Deaths from breast cancer have been dropping in the U.S. since the 1990s. However, African-American women still have a 40 percent higher risk of dying from the disease compared to white women, according to an American Cancer Society report.

Part of the reason for the unsettling statistic has been that these women are at a higher risk of getting the especially tough-to-treat estrogen receptor- and progesterone receptor-negative (ER-/PR-) version of the disease, which make up about a quarter of the 207,000 new cases of breast cancer diagnosed in U.S. women each year.

But why African-American women would be more likely to have ER-/PR- breast cancer has been unclear to researchers, who have been looking for clues in hopes of closing the race-delineated mortality gap.

A new study finds that the risks of developing these types of tough tumors might be related to how many children a woman has—and whether or not she breastfeeds them.
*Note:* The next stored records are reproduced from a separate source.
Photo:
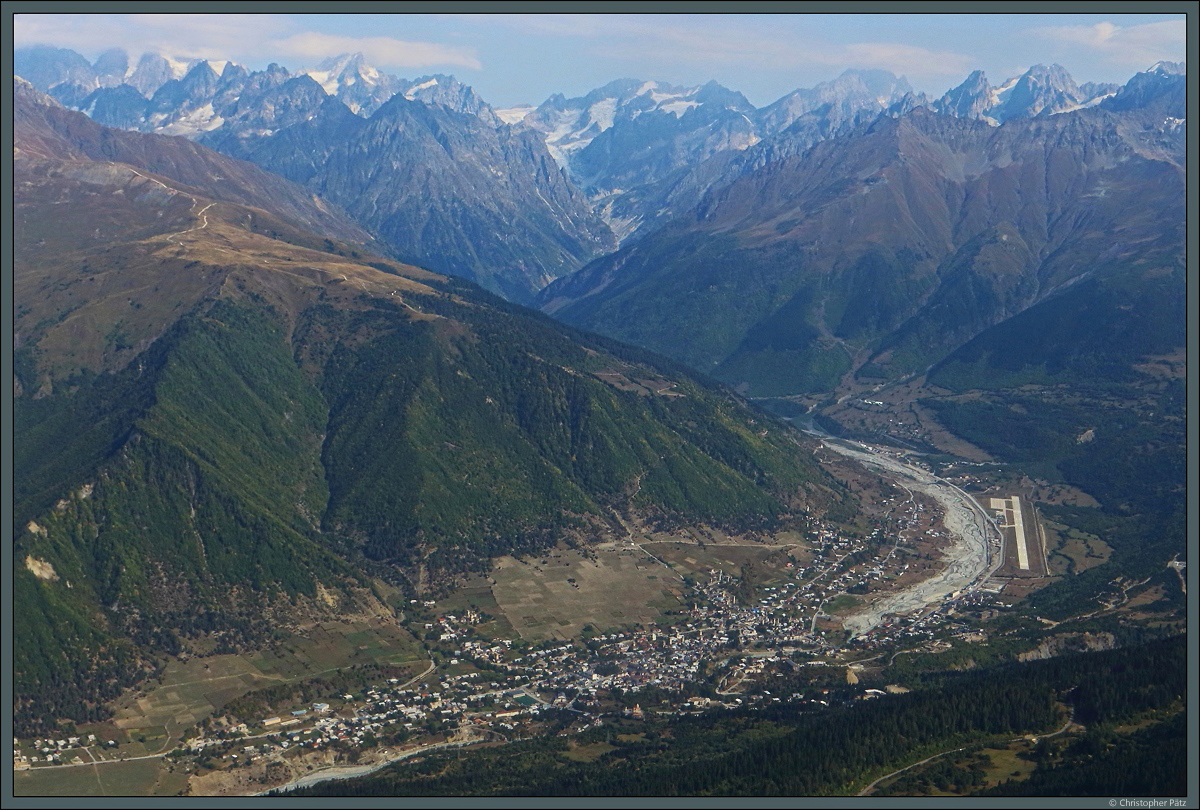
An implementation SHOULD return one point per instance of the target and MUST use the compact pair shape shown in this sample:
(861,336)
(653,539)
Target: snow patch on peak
(515,114)
(1001,94)
(412,91)
(178,66)
(678,107)
(601,113)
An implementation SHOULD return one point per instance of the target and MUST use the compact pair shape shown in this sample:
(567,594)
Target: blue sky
(514,59)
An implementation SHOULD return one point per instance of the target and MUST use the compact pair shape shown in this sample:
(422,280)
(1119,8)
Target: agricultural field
(1071,551)
(133,778)
(769,562)
(192,690)
(555,595)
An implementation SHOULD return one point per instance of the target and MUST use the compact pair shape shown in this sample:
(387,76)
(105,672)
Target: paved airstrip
(969,558)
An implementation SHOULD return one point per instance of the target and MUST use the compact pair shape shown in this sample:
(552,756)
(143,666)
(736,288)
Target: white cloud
(1134,46)
(246,39)
(907,60)
(382,51)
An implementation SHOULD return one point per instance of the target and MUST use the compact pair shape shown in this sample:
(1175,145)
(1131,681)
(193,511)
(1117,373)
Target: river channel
(969,559)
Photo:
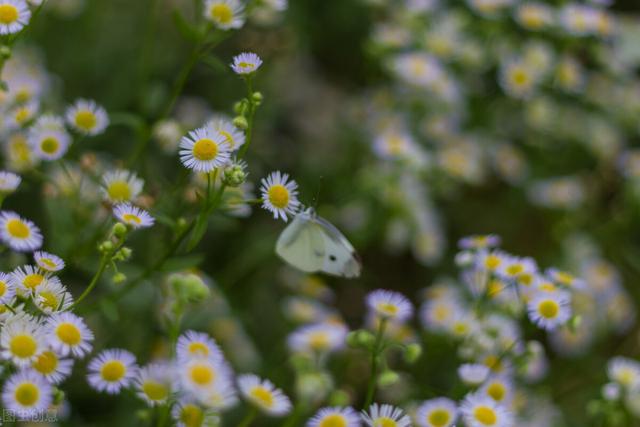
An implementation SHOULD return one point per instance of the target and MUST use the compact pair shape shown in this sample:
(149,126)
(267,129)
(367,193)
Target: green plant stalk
(375,353)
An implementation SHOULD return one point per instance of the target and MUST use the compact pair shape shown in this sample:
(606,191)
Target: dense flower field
(382,213)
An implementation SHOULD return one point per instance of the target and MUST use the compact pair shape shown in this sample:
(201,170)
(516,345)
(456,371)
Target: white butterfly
(311,244)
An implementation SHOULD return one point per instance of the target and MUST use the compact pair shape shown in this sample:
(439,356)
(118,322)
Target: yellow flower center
(27,394)
(202,374)
(279,196)
(221,13)
(548,309)
(69,333)
(8,14)
(485,415)
(18,229)
(155,390)
(49,145)
(119,190)
(333,420)
(263,396)
(131,218)
(385,422)
(497,391)
(205,149)
(86,120)
(23,346)
(46,363)
(191,416)
(32,281)
(198,348)
(113,370)
(439,417)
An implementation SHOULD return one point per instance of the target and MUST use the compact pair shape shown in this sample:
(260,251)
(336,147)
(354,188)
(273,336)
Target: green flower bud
(412,353)
(240,122)
(388,378)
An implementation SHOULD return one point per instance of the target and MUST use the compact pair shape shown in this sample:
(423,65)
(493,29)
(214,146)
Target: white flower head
(14,15)
(9,182)
(335,416)
(389,305)
(20,234)
(385,415)
(69,335)
(204,149)
(112,370)
(133,216)
(264,395)
(27,394)
(246,63)
(279,195)
(225,14)
(87,117)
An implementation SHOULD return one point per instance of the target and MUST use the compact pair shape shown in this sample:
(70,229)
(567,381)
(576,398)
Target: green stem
(248,419)
(375,354)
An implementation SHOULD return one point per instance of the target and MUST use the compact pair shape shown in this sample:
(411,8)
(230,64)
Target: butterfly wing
(340,258)
(302,244)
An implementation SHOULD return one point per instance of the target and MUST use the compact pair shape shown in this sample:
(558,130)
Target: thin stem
(248,419)
(375,353)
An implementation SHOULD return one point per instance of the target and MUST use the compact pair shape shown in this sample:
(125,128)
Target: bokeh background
(319,80)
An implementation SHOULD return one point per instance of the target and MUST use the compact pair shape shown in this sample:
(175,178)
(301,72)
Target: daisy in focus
(279,195)
(14,15)
(20,234)
(225,14)
(263,395)
(133,216)
(204,150)
(246,63)
(385,415)
(87,117)
(112,370)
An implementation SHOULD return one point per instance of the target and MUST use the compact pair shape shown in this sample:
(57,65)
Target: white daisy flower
(233,136)
(27,279)
(68,334)
(20,234)
(188,413)
(48,262)
(51,366)
(246,63)
(482,411)
(279,195)
(549,310)
(319,338)
(153,383)
(225,14)
(87,117)
(7,289)
(27,394)
(194,344)
(439,412)
(389,305)
(14,15)
(625,372)
(385,415)
(9,182)
(264,395)
(201,374)
(112,370)
(473,374)
(22,339)
(335,417)
(133,216)
(52,296)
(204,150)
(121,186)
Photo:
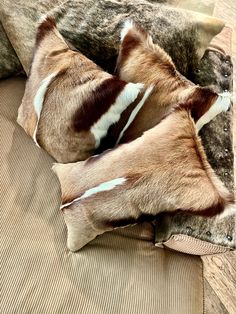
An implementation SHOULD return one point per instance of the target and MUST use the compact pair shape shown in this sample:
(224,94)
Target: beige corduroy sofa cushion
(119,272)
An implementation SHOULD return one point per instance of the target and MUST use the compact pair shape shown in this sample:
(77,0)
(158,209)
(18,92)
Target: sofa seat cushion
(119,272)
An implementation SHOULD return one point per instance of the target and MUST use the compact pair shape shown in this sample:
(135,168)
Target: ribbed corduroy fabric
(119,272)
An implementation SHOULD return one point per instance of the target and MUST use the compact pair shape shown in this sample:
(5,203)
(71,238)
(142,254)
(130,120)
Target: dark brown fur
(98,103)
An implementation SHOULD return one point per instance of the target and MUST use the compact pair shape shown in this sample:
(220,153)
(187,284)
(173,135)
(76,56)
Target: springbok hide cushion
(9,62)
(96,33)
(196,235)
(69,102)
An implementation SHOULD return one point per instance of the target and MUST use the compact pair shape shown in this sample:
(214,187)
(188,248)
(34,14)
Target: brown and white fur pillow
(69,102)
(164,170)
(140,60)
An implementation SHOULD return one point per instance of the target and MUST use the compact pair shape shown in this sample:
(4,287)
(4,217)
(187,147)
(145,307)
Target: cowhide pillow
(9,62)
(183,34)
(69,102)
(196,235)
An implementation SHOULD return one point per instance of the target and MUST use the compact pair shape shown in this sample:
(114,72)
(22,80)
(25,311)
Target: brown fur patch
(129,43)
(215,209)
(97,104)
(47,25)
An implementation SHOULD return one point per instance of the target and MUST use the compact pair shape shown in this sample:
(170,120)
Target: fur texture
(140,60)
(164,170)
(75,102)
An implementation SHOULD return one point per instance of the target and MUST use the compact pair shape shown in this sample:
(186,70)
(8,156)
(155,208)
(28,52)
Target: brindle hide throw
(197,235)
(9,62)
(93,28)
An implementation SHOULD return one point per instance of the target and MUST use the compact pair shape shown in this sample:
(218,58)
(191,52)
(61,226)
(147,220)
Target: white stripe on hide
(39,99)
(221,104)
(127,26)
(135,112)
(123,100)
(105,186)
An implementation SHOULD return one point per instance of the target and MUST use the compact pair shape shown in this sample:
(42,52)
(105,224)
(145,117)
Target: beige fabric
(119,272)
(186,244)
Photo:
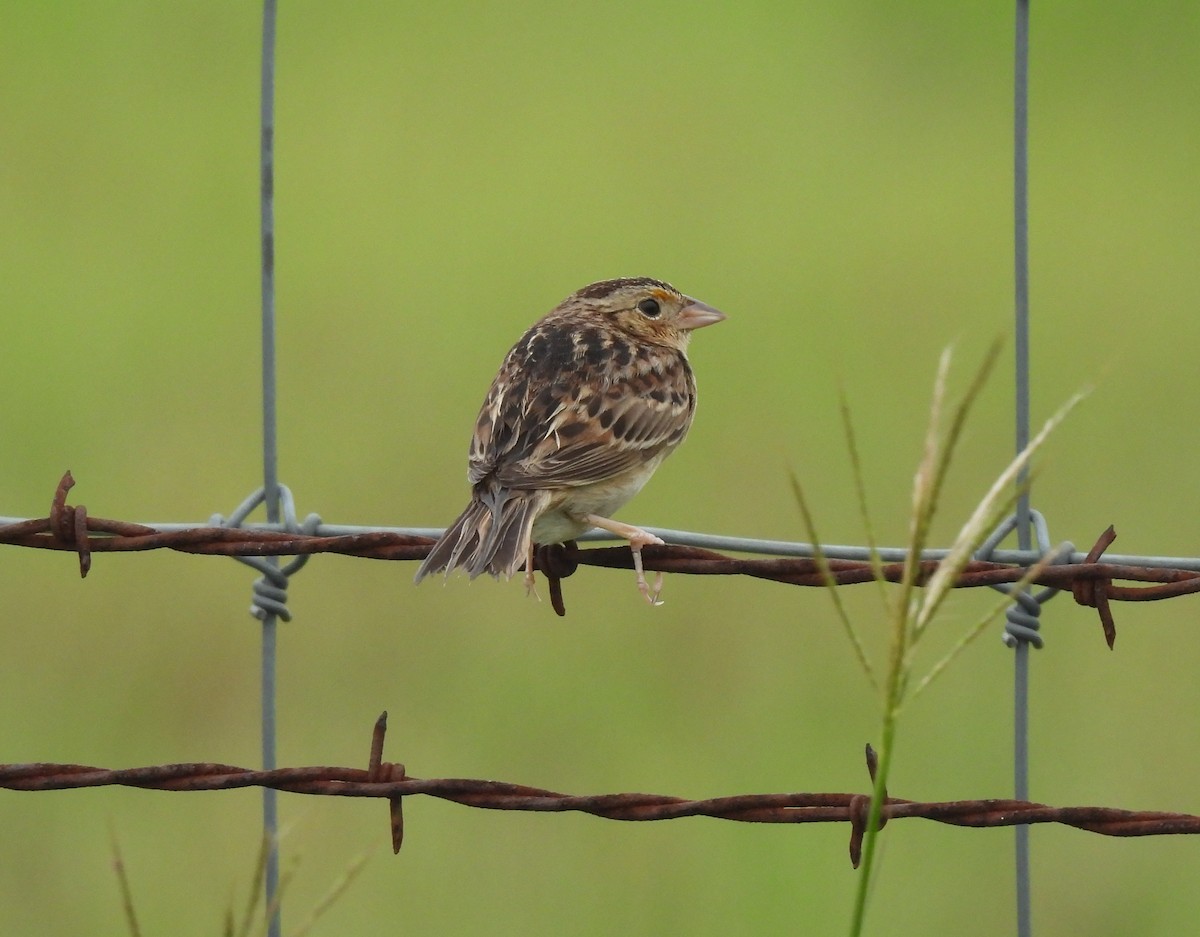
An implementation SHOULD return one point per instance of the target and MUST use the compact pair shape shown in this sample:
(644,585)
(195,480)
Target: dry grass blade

The research was published online August 16 in Cancer Epidemiology, Biomarkers & Prevention.

"The higher incidence of ER-/PR- breast cancer in African-American women may be explained in part by their higher parity and lower prevalence of breastfeeding relative to white women," Julie Palmer, a professor of epidemiology at Boston University and co-author of the new study, said in a prepared statement.

The researchers analyzed data from the Black Women's Health Study, which has collected health information from some 59,000 women for the past 16 years, focusing on 318 cases of ER-/PR- breast cancer and 457 cases of estrogen receptor- and progesterone receptor-positive (ER+/PR+) cancer. Palmer and her team found that black women with breast cancer who had two or more children and didn't breastfeed them were 50 percent more likely to have the ER-/PR- form of breast cancer than those who had two children and breastfed them. Breastfeeding in general has been recognized to lower a mother's chances of getting breast cancer—as well as ovarian cancer, cardiovascular disease and possibly type 2 diabetes.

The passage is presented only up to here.